27 thoughts on “Derailed

    1. HI Cindy, thanks for sharing your story! And I will lift you up in prayer for your health and writing!!! FYI—Several years ago, (I may have shared this with you before) I suffered an unexpected stroke due to a severing of my artery due to a chiropractice adjustment to my neck. As I moved through that experience, it became clear to me, that God was inviting me to move away from my full time profession as a lawyer and work only part-time so I could devote more time and energy to writing. The Order—Disorder—let me to understand the Reorder that God was bringing about in my life. I share that story as an encouragement to you. Perhaps the lung limitations, are a both-and—certainly tough, but also perhaps a nudge to open my space for you to WRITE ON!!! So, keep up the good work. I am glad you are back on track with your writing. Blessings to you.

  1. Cindy,
    So many issues to ponder in this post, but as I kept reading I couldn’t help thinking about what a beautiful reflection for this Lenten season. We sacrifice to get closer to God and we sacrifice to be who God wants us to be and we sacrifice to learn what’s important in life. It sounds like you have found it.

    Love you 🙂

    1. Oh Leisa – I love this comparison to the sacrifice of Lent. So true. What sacrifice could we possibly make that would compare to what our Savior made for us? Nothing. Not a thing. Considering that, I will, of course, sacrifice whatever I must – even my life – if that’s what God asks of me. Love you so much.
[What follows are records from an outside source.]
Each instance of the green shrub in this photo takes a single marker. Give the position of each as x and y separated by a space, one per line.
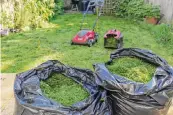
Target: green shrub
59 4
63 90
27 13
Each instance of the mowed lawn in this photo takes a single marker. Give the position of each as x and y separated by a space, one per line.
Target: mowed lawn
25 50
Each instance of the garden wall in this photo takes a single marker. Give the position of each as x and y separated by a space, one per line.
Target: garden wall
166 8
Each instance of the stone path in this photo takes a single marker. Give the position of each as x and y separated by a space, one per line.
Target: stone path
7 96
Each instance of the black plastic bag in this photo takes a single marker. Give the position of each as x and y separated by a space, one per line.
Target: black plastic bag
127 97
31 101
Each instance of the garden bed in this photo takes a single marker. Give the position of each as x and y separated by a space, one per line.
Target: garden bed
63 90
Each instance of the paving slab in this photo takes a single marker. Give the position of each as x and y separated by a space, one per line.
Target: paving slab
7 96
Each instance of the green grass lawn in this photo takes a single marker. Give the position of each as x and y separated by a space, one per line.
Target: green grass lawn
23 51
63 90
  2. My fellow LAM sister and old nursing friend,
    I cherish this with my whole heart. I can say I truly feel what you are feeling. Place God first and everything else will fall right into place. Our cares should not be on earthly things, but rather in things above.
    Keep writing…..please.
    Carole Laugavitz

  3. I’ve missed your blog posts. This was just as good as the previous ones. You should pop into the coffee shop on some Monday.
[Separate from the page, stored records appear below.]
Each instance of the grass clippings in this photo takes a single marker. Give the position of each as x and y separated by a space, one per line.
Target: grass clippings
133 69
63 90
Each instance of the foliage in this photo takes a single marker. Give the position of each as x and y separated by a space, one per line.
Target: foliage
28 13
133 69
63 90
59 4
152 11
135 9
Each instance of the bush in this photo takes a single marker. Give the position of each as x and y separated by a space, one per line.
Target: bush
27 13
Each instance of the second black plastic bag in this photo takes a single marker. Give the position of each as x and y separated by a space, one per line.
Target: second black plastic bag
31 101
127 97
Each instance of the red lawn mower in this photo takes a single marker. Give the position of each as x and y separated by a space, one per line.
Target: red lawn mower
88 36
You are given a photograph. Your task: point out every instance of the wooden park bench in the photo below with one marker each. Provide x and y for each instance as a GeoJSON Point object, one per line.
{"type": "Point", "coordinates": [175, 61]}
  4. Dear, “Derailed”, luv your posts and writing. You keep it real and remind us what matters! keep on keepin on!

    1. Thank you so much, Irina! I always appreciate your support and enthusiasm! People like you keep me going – I can’t even tell you how often the enemy has me convinced I need to quit writing, that I’m no good at it, and that I have nothing to contribute in the literary world. But then a few voices come along and tell me differently and say they’re praying for me and that has made ALL the difference!

  5. Cindy– your blog is the only one I subscribe to and I love every. single. one.
    I always laugh… find myself nodding in agreement… and thanking you for sharing your heart so honestly and graciously. So glad you’re back at your computer! Yes keep writing!!!! xo

    1. Thank-you so much, Patty! I’m so freakin weak, so freakin insecure, so freakin unsure of the future of my writing world. People like you keep me going. Love you so much!!!

  6. Love Your Writing!
    Life is complex.
    Maybe not when shopping, but sometime along the way, take time to smell the flowers.
    It feeds the soul.
    And spend time with your Mom. It will be a gift to each of you!